Book 1: The Number of Love
The Stone Wall
(Sept. 8, 2020) by Beverly Lewis.
*This is a standalone novel.*
A direct descendant of the founder of the Beachy Amish
church, 20-year-old Anna Beachy feels she is at a crossroads. It’s been a year,
but she’s still stinging since she lost her beau to the world, and it’s clear
she feels unsettled in the small Beachy Amish settlement in Mifflinburg,
Pennsylvania. When a letter arrives from her Mamm’s Old Order Amish cousins, Glen and Sadie Flaud, of Strasburg
(in Pennsylvania’s Lancaster County), with information about a job opening for
a tour guide at the Mennonite Information Center, Anna jumps at the
opportunity, though with humility and thoughtfulness. Despite Anna’s Beachy
Amish upbringing (with allowances such as driving a car), she acclimates with
ease into the Old Order ways, including the lack of electricity. And with a
change in scenery and lifestyle come two potential beaus: one a Mennonite tour
guide named Martin Nolt and the other a young widower named Gabe Allgyer.

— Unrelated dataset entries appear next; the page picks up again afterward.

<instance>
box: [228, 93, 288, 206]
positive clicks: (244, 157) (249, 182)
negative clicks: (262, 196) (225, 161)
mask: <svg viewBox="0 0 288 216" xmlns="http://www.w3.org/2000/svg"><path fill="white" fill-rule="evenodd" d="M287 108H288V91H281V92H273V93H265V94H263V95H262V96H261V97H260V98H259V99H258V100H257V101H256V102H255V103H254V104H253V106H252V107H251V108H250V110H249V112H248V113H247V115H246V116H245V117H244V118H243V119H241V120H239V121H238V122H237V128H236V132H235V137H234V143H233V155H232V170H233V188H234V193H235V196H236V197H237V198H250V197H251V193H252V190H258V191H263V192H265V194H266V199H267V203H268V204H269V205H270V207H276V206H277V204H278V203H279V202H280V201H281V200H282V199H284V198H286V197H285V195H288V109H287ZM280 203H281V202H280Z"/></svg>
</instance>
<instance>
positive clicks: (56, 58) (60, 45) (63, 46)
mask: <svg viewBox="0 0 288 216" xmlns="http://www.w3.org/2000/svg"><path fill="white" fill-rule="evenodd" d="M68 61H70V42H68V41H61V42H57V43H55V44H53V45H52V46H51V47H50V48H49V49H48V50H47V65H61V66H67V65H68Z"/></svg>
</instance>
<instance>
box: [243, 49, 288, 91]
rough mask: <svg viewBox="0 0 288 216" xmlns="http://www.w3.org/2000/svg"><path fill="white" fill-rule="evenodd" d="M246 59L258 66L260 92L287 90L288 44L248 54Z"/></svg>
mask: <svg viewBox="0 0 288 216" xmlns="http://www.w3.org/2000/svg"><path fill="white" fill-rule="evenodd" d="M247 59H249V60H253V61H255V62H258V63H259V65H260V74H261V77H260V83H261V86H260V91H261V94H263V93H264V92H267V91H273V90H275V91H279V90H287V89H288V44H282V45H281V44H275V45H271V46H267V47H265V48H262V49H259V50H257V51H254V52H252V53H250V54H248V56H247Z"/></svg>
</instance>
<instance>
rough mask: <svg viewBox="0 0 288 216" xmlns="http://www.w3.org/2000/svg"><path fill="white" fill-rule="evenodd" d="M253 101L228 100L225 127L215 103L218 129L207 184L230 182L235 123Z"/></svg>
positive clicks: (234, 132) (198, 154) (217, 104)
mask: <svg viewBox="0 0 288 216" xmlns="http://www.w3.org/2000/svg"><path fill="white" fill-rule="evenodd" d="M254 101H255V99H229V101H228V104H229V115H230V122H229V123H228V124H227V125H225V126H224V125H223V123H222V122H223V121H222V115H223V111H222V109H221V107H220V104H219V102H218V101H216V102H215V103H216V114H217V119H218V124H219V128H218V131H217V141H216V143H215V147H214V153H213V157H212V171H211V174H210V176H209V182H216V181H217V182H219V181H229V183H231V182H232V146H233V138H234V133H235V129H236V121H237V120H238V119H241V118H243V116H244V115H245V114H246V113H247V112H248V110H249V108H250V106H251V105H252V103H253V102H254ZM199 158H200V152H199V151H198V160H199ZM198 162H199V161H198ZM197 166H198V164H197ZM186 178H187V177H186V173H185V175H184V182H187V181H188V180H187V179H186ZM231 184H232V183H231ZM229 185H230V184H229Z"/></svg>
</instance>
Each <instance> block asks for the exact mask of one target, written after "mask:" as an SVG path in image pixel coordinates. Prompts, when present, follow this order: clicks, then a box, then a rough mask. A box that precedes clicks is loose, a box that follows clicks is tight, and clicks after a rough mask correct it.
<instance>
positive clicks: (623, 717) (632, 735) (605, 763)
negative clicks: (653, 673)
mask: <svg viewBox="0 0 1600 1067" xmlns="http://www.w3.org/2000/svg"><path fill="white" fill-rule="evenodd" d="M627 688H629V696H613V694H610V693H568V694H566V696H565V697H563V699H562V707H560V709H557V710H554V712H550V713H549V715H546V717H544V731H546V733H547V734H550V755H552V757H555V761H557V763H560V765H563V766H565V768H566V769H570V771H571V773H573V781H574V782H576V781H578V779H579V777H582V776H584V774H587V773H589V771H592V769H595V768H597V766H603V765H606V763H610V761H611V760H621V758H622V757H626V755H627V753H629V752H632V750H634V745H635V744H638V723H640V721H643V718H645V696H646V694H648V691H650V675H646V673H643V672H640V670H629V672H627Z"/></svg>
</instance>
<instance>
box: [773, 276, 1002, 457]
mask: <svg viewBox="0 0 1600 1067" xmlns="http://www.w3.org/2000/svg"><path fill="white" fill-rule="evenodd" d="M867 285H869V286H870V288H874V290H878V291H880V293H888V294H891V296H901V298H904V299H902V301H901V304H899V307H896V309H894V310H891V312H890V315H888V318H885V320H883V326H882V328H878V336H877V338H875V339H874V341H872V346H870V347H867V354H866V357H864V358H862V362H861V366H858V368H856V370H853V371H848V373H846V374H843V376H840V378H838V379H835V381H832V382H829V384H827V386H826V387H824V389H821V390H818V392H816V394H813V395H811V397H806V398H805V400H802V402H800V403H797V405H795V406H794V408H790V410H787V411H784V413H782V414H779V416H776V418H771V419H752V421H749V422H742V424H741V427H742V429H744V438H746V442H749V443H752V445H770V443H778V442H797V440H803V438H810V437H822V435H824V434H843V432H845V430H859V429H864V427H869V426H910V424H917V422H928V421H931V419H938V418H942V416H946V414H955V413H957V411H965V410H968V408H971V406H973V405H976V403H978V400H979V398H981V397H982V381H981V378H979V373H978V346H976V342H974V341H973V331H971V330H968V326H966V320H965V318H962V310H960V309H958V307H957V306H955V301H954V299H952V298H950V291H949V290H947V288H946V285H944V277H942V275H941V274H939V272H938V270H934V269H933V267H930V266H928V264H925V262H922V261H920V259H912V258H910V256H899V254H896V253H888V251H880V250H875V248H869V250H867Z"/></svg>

Gabe
runs Peaceful Meadows Horse Retreat, where there are horseback riding therapy
programs. Participants include Gabe’s adorable five-year-old daughter, Emmie,
who became mute when her mom passed away two years prior. Anna is drawn to
volunteer at the retreat and connect to little Emmie. But how will Anna balance
the two relationships as each seems to grow in significance? Especially when
one relationship would surely upset her Beachy Amish parents?
No matter
the conflict within a story by Beverly Lewis, she always manages to make the
story, as a whole, calming and understated, which actually makes them all the
more indomitable and timeless, no matter the decade the story takes place or
the lifestyle differences between the Old Order Amish or me and my array of
modern-day conveniences. The plotline for this story showcases an interesting
divide – amongst Old Order and Beachy Amish – which many people may be unaware
of, and Lewis weaves a potentially poignant connection with Anna and her Mammi Eliza (her grandmother), who’s
lucid days and even moments have mostly been stolen by Alzheimer’s. Lewis doesn’t ignore that
sadness and loss are involved in any life, but she naturally mingles in faith
and love. She isn’t writing epic fiction, but her ability to continually
produce captivating novels about the Amish is epic!